The CEO of Agio Technology tells us how to invest our tech dollars if we started our own $100 million hedge fund. By Phil Albinus
What are the technology needs for hedge funds in 2011?
Bart McDonough, CEO of Agio Technology: There are three areas. First, there are cost reductions across all areas. Second, they have greater coverage needs, such as expansion into other markets and offices. This puts a strain on IT even though they are adding one or two traders in these regions or locations they have to increase their coverage hours by 100 hours if they trade in Europe or Asia. This increases complexity and offers a greater skill set. You need a new network, data and server people. Third is the overall complexity going on with compliance needs.
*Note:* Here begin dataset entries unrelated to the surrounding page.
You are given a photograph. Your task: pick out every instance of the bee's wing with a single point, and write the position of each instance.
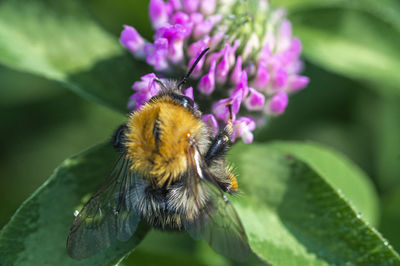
(221, 227)
(107, 216)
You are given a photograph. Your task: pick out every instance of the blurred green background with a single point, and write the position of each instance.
(42, 122)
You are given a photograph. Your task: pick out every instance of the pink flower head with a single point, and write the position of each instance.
(158, 13)
(207, 82)
(211, 122)
(132, 40)
(243, 127)
(252, 65)
(189, 93)
(223, 66)
(277, 104)
(255, 100)
(221, 110)
(262, 77)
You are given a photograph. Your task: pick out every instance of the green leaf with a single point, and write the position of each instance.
(387, 127)
(340, 173)
(391, 217)
(60, 41)
(294, 216)
(358, 39)
(37, 233)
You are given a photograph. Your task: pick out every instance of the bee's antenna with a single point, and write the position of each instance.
(159, 81)
(192, 68)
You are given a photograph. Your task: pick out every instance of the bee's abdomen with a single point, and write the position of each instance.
(172, 208)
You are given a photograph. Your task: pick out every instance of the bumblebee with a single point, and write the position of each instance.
(171, 174)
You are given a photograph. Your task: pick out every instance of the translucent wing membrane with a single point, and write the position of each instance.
(108, 216)
(221, 227)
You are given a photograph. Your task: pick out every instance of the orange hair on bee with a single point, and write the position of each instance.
(157, 139)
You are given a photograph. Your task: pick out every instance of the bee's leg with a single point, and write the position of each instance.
(221, 142)
(118, 137)
(216, 155)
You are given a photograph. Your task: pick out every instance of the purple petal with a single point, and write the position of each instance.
(207, 82)
(191, 6)
(197, 47)
(232, 52)
(243, 127)
(265, 54)
(196, 18)
(211, 123)
(216, 39)
(175, 4)
(175, 51)
(297, 83)
(207, 7)
(242, 85)
(158, 13)
(262, 76)
(138, 99)
(223, 66)
(237, 71)
(158, 57)
(280, 78)
(220, 110)
(180, 18)
(132, 40)
(277, 104)
(255, 100)
(189, 93)
(236, 100)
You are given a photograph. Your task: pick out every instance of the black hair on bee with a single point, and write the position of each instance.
(171, 174)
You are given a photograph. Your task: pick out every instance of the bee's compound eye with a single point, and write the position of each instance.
(185, 101)
(118, 137)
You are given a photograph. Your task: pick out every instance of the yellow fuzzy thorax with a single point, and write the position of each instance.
(165, 160)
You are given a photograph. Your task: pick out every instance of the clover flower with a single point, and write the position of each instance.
(253, 63)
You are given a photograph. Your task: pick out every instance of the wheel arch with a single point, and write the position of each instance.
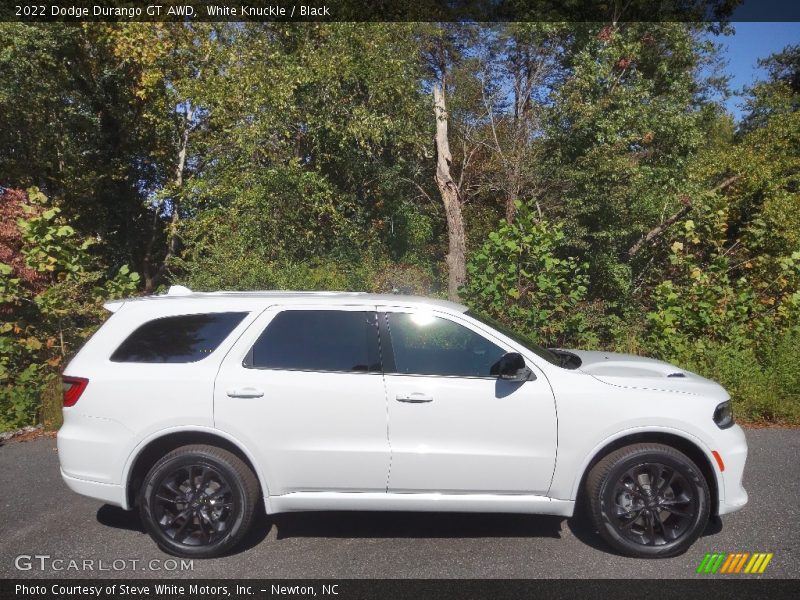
(689, 445)
(157, 445)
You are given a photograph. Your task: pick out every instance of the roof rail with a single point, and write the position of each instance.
(179, 290)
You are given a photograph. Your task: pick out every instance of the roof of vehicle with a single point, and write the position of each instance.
(178, 292)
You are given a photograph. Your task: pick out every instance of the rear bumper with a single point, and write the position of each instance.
(107, 492)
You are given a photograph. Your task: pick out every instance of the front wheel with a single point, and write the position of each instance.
(648, 500)
(198, 501)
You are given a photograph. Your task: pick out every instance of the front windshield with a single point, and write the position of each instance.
(517, 337)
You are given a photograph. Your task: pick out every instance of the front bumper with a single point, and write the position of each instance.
(733, 496)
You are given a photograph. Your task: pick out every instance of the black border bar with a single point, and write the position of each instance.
(406, 589)
(77, 11)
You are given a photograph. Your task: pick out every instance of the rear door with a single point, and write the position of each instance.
(303, 389)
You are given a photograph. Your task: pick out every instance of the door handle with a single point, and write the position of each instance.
(246, 392)
(414, 398)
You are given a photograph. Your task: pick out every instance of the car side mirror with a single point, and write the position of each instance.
(511, 367)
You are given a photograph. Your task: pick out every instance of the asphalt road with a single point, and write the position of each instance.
(40, 516)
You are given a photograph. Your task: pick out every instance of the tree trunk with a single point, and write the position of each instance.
(456, 236)
(152, 278)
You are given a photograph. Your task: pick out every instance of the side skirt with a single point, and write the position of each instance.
(488, 503)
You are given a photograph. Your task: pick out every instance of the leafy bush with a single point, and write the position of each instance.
(519, 277)
(51, 295)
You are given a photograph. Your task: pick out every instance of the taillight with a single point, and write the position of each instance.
(73, 388)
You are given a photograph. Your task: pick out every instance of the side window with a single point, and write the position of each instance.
(182, 339)
(424, 344)
(318, 340)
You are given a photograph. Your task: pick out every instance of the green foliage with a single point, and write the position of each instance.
(519, 277)
(50, 302)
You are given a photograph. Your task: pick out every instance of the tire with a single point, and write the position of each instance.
(648, 500)
(198, 501)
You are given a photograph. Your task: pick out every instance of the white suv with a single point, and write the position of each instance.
(192, 407)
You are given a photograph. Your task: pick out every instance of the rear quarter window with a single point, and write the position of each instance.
(179, 339)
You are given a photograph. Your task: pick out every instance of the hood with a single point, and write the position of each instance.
(627, 370)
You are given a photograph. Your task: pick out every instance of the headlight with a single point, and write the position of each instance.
(723, 415)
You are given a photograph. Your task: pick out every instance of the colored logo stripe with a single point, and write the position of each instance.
(720, 562)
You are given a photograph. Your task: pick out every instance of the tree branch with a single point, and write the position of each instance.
(661, 227)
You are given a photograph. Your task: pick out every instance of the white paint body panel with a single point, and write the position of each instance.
(311, 431)
(330, 441)
(477, 435)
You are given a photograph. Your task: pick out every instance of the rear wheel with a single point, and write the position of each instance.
(198, 501)
(648, 500)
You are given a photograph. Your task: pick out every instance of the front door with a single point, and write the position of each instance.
(453, 427)
(303, 390)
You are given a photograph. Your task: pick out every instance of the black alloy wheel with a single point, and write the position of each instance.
(198, 501)
(648, 500)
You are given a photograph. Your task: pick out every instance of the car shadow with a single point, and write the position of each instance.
(414, 525)
(114, 516)
(400, 525)
(582, 528)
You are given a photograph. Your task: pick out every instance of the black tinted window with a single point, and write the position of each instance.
(187, 338)
(318, 340)
(427, 345)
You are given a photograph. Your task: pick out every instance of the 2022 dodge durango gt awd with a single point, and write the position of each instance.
(194, 407)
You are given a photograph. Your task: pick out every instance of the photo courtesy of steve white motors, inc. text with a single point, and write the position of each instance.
(158, 10)
(170, 589)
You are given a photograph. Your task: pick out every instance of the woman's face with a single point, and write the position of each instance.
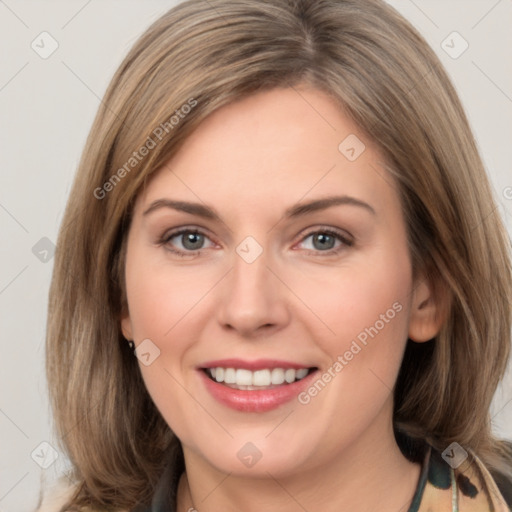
(272, 248)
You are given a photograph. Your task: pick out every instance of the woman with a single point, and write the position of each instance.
(281, 280)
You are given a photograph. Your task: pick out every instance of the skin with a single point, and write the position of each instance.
(250, 161)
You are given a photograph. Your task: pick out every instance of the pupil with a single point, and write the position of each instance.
(192, 238)
(322, 238)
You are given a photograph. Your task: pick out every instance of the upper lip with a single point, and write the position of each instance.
(257, 364)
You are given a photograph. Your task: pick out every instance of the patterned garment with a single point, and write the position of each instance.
(470, 487)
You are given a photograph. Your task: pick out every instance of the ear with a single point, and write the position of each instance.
(429, 309)
(126, 326)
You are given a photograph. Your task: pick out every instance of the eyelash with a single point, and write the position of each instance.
(346, 242)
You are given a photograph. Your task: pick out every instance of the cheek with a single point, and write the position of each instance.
(359, 302)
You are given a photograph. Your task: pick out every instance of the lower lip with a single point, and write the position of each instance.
(255, 400)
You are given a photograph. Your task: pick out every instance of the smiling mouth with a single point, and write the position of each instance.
(247, 380)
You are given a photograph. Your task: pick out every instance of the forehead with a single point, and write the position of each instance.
(274, 147)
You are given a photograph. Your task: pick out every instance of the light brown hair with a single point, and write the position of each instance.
(385, 77)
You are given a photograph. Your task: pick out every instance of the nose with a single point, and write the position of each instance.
(253, 300)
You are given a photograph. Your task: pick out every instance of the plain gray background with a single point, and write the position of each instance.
(47, 106)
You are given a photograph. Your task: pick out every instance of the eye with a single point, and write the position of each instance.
(324, 240)
(189, 241)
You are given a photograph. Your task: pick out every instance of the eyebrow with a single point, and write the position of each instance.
(297, 210)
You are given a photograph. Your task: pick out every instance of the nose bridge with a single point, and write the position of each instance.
(251, 295)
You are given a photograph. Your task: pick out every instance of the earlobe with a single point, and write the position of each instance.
(126, 327)
(428, 311)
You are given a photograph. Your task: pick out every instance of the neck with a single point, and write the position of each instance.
(370, 474)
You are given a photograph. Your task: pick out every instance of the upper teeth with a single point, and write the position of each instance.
(266, 377)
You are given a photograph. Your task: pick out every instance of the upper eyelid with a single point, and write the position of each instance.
(306, 233)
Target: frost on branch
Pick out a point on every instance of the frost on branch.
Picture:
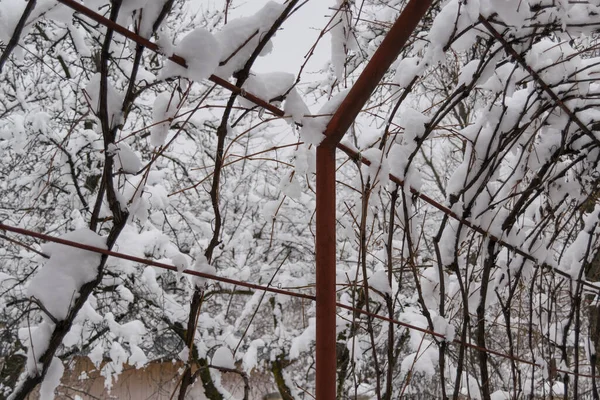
(58, 281)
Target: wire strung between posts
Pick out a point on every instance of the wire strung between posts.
(353, 154)
(144, 261)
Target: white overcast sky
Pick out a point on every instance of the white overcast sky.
(295, 38)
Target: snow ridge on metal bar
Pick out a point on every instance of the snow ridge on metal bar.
(350, 152)
(144, 261)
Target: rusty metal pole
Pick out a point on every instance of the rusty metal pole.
(388, 51)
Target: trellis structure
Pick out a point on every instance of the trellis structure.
(325, 246)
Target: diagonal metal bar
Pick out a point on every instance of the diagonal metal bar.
(350, 152)
(519, 58)
(143, 261)
(325, 246)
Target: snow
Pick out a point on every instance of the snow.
(164, 109)
(125, 158)
(97, 355)
(57, 283)
(52, 379)
(313, 126)
(407, 69)
(223, 358)
(138, 357)
(266, 86)
(202, 265)
(114, 100)
(303, 342)
(239, 38)
(379, 282)
(342, 37)
(295, 107)
(201, 52)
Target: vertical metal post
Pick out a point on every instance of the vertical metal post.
(326, 273)
(345, 115)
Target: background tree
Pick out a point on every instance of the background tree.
(467, 197)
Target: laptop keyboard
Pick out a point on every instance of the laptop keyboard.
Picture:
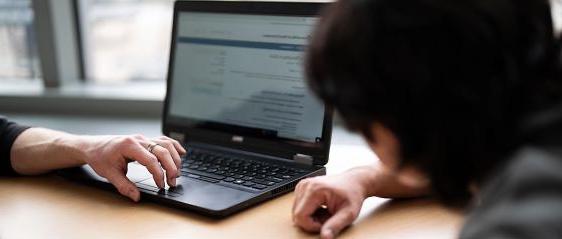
(235, 171)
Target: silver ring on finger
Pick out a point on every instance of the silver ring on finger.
(151, 147)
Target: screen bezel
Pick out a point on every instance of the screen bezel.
(199, 131)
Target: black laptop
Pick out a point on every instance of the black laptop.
(237, 100)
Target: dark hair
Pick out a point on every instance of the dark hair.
(452, 79)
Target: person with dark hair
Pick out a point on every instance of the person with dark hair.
(31, 151)
(460, 99)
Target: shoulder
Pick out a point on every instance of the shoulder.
(524, 200)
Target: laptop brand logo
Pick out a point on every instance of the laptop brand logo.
(237, 139)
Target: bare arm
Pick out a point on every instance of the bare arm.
(343, 196)
(39, 150)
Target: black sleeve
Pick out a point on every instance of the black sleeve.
(525, 201)
(9, 131)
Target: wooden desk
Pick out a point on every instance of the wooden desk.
(51, 207)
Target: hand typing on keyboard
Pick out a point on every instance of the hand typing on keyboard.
(108, 156)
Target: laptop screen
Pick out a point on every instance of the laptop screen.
(243, 71)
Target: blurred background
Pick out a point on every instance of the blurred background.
(121, 40)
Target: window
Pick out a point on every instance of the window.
(18, 49)
(126, 40)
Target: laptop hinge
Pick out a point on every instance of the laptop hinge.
(178, 136)
(303, 159)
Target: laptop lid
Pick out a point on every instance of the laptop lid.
(236, 79)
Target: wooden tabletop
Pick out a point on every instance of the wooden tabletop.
(52, 207)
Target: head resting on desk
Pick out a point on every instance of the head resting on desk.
(450, 80)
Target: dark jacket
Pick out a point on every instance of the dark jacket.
(9, 131)
(524, 199)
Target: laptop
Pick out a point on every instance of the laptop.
(236, 99)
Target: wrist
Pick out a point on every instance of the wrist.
(365, 177)
(75, 147)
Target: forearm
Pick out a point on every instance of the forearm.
(39, 150)
(381, 182)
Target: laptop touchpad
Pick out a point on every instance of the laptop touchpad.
(205, 195)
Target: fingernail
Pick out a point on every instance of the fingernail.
(327, 234)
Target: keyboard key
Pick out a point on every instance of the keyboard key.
(264, 182)
(258, 186)
(248, 184)
(275, 179)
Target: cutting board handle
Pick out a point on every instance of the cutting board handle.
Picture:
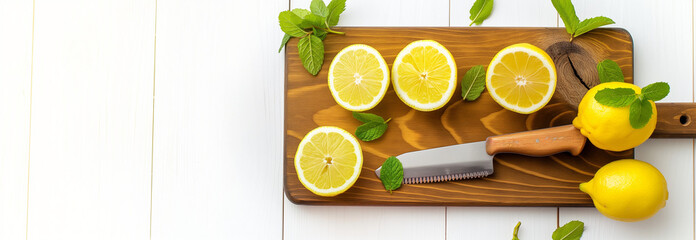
(538, 143)
(675, 120)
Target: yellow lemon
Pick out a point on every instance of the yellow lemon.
(358, 77)
(328, 161)
(424, 75)
(607, 127)
(627, 190)
(521, 78)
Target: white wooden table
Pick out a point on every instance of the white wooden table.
(144, 119)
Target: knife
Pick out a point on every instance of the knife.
(475, 160)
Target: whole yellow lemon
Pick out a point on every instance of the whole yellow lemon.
(627, 190)
(607, 127)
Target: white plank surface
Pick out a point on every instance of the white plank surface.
(663, 51)
(218, 121)
(507, 13)
(350, 222)
(91, 120)
(498, 222)
(328, 222)
(433, 13)
(15, 96)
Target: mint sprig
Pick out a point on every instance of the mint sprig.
(640, 110)
(473, 83)
(392, 174)
(514, 231)
(480, 11)
(609, 71)
(570, 231)
(312, 27)
(573, 24)
(373, 126)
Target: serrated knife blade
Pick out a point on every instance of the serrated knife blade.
(475, 160)
(455, 162)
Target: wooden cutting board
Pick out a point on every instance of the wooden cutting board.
(518, 180)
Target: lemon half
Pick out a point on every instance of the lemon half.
(358, 77)
(521, 78)
(424, 75)
(328, 161)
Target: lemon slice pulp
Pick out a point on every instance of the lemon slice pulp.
(328, 161)
(424, 75)
(358, 77)
(521, 78)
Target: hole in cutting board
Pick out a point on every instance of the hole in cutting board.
(575, 69)
(684, 119)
Hedge funds have to maintain and manage more data over multiple platforms such as mobile devices, IM, and text messaging and social media and they have to be responsible for it.
The Sell Side usually provided data and technology to the Buy Side but now we see more third-party firms offering tech solutions. Are the days of the Sell Side acting like a Sugar Daddy over?
McDonough: Some of the smaller funds are getting technology from the Sell Side but I think those days are over. Being multi-prime, hedge funds can’t be tied to a single sell-side firm.
But they’re not building their own tech like the Sell Side, correct?
McDonough: No, they are usually using best of breed vendors. We help hedge funds integrate technologies from different vendors.
We’re seeing a lot of hedge funds starting up these days. Do these traders from larger, more established firms expect to have the same tech they had at their former firms?
McDonough: Yes, to a point. For e-mail, they want that to be the same. The same goes for how they work from home and on the road — they want that to be the same. In terms of their back-end systems, they understand that their needs are very different so with that they have a very open mind and they don’t have a lot of preconceived notions. They don’t know necessarily how the books and records were kept at Goldman Sachs, for example — they just did the trading. When you talk to them about those solutions, they are lot more open minded. Even with the OMS, which is a bit more personal to them, they are very open minded to that.
Big sell-side firms have to store their data for seven years, according to the law. Did the buy-side firms have to do this as well?
McDonough: No, but with the forthcoming hedge fund registration, they will have to. The amount of data you have to keep is different. You have to keep data pertaining to all books and records but not necessarily all communications. But that is kind of a gray area and people might err on the side of storing too much instead of too little data.
When it comes to compliance, is data the biggest pain point for hedge funds?
McDonough: In order to report on the data you have, you have to know exactly what data you have and how long you have to keep it. We create an ESI Data Map for clients and that stands for electronically stored information. It allows a hedge funds’ technology, compliance and legal departments to speak the same language. It says this is what we have, what we keep and what we report on. After you have the data, then you work on transparency as in how can we report on this data now that we have to.
We find the biggest stumbling block is helping the customers identify what they have and how they can improve it. That entire work flow is new for hedge funds.
If you and I started a hedge fund and we have $100 million, how much should we set aside for technology?
McDonough: A $100 million fund that is long/short equities focused in the USA, we would probably set aside one percent of our budget. If you start to talk about a fund with offices all over and multi-market support — even if your offices are in the US — then you start talking about 5, 10, and 15 percent of your budget.
If you want to be multi-prime and you layer on your internal or external complexity then based on those factors I would tell you where your budget heads up.
What sized hedge funds do you cater to?
McDonough: We have $50 million funds with five people and larger. It’s not size that we focus on but complexity. We focus on firms that have a high degree of complexity; we think the firms that don’t have this high degree of complexity don’t need sophisticated IT. The reality is you can get a lot of functioning IT that doesn’t need great scale if you are not growing rapidly and you are not trading different asset and security types and if you’re not exposed to a lot of different markets. We focus on the complex firms, the ones that are rapidly growing.